Anonymous ID: d7a358 Oct. 24, 2022, 7:25 a.m. No.17705687   🗄️.is 🔗kun   >>5691 >>5703 >>5718 >>5725

NASA Astronomy Picture of the Day

Oct 23 2022

 

Milky Way and Zodiacal Light over Australian Pinnacles

 

What strange world is this? Earth. In the foreground of the featured image are the Pinnacles, unusual rock spires in Nambung National Park in Western Australia. Made of ancient sea shells (limestone), how these human-sized picturesque spires formed remains a topic of research. The picturesque panorama was taken in 2017 September. A ray of zodiacal light, sunlight reflected by dust grains orbiting between the planets in the Solar System, rises from the horizon near the image center. Arching across the top is the central band of our Milky Way Galaxy. The planets Jupiter and Saturn, as well as several famous stars are also visible in the background night sky.

 

https://apod.nasa.gov/apod/ap221023.html

Anonymous ID: d7a358 Oct. 24, 2022, 7:32 a.m. No.17705691   🗄️.is 🔗kun   >>5703 >>5718 >>5725

>>17705687

 

Oct 24 2022

 

Clouds Around Galaxy Andromeda

 

What are those red clouds surrounding the Andromeda galaxy?

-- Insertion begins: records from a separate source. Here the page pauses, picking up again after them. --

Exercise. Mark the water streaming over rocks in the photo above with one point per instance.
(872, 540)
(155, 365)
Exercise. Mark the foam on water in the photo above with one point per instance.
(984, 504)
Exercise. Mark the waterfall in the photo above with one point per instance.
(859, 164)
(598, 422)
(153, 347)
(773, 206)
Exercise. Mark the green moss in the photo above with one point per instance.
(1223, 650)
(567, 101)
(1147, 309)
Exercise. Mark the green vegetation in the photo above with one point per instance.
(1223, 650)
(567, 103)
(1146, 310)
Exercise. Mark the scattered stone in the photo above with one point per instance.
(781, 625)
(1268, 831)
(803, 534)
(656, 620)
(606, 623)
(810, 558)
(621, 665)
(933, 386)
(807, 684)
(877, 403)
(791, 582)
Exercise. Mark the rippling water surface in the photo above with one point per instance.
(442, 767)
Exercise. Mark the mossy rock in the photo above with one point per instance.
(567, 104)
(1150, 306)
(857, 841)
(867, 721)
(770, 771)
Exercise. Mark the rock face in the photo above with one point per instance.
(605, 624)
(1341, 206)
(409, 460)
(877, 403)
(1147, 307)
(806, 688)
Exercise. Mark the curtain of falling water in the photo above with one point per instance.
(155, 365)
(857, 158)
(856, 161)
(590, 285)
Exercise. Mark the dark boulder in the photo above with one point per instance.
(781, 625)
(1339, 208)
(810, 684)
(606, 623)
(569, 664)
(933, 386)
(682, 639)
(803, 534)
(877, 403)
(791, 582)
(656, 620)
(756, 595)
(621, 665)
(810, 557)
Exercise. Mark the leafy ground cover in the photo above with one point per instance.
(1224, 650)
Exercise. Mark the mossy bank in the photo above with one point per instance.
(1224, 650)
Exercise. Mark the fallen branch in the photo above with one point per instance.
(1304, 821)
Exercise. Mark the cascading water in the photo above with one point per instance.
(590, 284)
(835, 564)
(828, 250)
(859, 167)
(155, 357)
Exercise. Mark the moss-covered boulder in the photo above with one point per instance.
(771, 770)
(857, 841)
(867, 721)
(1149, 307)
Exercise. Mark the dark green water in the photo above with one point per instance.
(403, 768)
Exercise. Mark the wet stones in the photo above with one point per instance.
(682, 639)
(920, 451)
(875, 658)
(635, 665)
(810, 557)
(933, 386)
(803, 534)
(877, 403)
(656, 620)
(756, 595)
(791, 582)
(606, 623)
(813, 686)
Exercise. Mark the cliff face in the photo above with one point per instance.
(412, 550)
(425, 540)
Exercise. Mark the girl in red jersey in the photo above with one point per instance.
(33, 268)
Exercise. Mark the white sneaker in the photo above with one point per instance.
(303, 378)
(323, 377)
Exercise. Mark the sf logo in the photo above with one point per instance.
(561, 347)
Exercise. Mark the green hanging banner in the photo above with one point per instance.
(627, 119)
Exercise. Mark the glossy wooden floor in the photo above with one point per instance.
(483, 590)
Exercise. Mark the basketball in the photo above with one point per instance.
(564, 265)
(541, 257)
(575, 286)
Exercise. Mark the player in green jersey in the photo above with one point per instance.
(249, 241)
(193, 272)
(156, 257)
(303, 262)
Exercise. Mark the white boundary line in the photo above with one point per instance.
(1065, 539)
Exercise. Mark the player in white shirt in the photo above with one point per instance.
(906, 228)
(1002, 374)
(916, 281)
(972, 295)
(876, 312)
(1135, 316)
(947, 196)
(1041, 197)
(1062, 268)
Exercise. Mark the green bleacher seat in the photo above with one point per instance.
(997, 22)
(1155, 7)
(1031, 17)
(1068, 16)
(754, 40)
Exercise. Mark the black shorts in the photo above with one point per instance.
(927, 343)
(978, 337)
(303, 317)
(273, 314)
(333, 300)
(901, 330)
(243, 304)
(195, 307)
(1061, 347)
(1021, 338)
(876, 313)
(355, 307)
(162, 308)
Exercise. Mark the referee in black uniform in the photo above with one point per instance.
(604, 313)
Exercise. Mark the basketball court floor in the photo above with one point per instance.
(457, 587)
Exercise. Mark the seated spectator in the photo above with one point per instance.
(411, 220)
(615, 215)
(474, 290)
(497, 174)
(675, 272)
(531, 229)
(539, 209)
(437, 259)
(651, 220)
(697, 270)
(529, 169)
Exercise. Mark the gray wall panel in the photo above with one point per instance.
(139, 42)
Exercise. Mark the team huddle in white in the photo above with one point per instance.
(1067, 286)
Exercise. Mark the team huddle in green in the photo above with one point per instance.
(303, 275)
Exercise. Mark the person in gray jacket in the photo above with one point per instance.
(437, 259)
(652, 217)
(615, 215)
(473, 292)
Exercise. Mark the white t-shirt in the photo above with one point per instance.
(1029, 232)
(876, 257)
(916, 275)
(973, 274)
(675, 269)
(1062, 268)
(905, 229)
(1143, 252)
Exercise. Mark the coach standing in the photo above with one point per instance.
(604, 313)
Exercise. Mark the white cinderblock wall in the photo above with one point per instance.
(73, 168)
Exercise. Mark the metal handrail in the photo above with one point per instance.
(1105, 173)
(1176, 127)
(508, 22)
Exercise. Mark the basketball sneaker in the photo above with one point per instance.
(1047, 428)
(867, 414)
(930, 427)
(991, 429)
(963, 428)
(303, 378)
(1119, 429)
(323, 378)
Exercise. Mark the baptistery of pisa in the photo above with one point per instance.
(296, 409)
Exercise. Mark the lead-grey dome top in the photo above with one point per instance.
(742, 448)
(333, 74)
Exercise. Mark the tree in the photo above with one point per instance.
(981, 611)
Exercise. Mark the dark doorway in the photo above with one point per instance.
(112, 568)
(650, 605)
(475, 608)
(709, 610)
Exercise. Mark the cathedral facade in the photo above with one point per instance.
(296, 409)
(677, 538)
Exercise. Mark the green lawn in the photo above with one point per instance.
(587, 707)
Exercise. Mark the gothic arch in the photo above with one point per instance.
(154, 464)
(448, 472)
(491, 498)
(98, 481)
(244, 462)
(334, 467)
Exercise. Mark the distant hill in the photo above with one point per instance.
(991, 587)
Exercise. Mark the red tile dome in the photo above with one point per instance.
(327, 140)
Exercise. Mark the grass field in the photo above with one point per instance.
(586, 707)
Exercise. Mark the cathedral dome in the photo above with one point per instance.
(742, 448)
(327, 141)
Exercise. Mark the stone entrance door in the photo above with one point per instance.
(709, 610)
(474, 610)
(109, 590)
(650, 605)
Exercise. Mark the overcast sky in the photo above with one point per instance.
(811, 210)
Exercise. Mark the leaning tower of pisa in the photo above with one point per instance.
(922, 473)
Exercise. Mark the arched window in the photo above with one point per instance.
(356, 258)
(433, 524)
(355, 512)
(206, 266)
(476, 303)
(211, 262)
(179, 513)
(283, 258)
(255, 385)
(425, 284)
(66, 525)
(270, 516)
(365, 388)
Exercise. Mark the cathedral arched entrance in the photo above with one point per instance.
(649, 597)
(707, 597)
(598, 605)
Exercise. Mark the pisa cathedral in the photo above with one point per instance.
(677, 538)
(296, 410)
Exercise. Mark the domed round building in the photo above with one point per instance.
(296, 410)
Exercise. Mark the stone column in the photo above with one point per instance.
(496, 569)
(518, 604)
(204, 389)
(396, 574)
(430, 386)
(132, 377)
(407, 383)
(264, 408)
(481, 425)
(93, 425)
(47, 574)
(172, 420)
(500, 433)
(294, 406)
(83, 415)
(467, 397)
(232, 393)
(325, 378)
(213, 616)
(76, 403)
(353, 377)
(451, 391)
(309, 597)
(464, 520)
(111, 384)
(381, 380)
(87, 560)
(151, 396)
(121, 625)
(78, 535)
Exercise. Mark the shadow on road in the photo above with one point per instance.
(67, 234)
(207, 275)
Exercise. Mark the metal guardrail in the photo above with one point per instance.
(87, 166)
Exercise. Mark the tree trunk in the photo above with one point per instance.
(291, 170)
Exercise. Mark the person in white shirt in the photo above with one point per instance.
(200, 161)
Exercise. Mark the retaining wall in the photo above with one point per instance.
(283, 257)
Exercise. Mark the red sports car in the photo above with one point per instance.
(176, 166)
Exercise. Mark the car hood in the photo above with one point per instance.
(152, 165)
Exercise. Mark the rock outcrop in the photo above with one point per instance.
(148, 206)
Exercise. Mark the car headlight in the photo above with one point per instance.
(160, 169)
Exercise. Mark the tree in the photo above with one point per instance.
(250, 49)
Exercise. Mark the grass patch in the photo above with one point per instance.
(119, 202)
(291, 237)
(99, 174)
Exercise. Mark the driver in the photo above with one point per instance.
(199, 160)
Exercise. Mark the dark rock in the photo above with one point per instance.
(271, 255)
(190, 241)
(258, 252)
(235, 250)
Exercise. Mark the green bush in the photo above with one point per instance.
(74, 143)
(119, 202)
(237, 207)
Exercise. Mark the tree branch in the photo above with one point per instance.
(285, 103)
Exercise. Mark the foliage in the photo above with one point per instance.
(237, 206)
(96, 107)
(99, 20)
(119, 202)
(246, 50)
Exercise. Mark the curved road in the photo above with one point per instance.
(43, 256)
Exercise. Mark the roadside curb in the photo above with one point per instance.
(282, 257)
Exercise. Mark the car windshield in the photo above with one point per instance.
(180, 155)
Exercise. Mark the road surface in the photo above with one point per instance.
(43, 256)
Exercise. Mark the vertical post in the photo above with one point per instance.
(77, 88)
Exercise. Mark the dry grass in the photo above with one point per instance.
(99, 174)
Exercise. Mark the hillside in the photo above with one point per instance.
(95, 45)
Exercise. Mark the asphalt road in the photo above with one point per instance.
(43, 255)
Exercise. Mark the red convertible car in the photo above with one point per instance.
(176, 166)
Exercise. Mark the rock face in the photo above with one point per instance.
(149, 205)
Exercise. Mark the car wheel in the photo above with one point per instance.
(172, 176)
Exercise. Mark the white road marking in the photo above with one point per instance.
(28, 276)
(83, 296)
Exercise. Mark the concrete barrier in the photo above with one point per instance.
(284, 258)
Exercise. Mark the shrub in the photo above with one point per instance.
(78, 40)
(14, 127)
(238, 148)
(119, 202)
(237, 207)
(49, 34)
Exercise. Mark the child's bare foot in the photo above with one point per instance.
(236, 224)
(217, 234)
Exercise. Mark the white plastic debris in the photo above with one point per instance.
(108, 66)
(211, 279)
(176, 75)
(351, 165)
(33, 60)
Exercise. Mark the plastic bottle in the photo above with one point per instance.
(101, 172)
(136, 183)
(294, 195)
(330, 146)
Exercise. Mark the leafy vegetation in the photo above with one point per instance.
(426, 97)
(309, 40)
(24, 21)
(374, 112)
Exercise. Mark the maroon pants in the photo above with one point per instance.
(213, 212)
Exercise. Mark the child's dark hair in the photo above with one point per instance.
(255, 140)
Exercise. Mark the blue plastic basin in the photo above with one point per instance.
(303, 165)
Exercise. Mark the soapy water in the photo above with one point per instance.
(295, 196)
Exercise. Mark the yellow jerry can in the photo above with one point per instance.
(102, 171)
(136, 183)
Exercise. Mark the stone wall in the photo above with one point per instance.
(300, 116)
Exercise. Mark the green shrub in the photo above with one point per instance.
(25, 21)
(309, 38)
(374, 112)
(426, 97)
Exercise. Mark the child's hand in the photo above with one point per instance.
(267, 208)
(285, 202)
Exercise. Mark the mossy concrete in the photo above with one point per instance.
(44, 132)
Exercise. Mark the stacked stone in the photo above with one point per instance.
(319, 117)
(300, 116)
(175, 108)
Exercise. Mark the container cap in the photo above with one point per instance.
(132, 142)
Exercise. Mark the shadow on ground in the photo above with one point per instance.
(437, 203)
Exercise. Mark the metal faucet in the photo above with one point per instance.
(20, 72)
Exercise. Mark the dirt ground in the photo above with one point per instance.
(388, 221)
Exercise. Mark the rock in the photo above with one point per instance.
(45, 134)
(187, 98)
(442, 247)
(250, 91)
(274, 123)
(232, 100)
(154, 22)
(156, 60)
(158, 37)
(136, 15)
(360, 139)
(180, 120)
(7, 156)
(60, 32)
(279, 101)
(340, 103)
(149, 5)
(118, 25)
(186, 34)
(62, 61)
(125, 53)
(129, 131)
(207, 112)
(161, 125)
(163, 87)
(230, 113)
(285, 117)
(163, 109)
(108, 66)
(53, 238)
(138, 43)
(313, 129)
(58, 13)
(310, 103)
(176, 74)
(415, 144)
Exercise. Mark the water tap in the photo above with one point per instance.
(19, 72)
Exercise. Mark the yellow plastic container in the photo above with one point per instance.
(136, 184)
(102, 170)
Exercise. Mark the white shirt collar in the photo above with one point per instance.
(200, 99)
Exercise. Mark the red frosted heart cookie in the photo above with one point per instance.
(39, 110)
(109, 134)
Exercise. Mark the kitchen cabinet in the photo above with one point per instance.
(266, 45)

This galaxy, M31, is often imaged by planet Earth-based astronomers. As the nearest large spiral galaxy, it is a familiar sight with dark dust lanes, bright yellowish core, and spiral arms traced by clouds of bright blue stars. A mosaic of well-exposed broad and narrow-band image data, this deep portrait of our neighboring island universe offers strikingly unfamiliar features though, faint reddish clouds of glowing ionized hydrogen gas in the same wide field of view. Most of the ionized hydrogen clouds surely lie in the foreground of the scene, well within our Milky Way Galaxy. They are likely associated with the pervasive, dusty interstellar cirrus clouds scattered hundreds of light-years above our own galactic plane. Some of the clouds, however, occur right in the Andromeda galaxy itself, and some in M110, the small galaxy just below.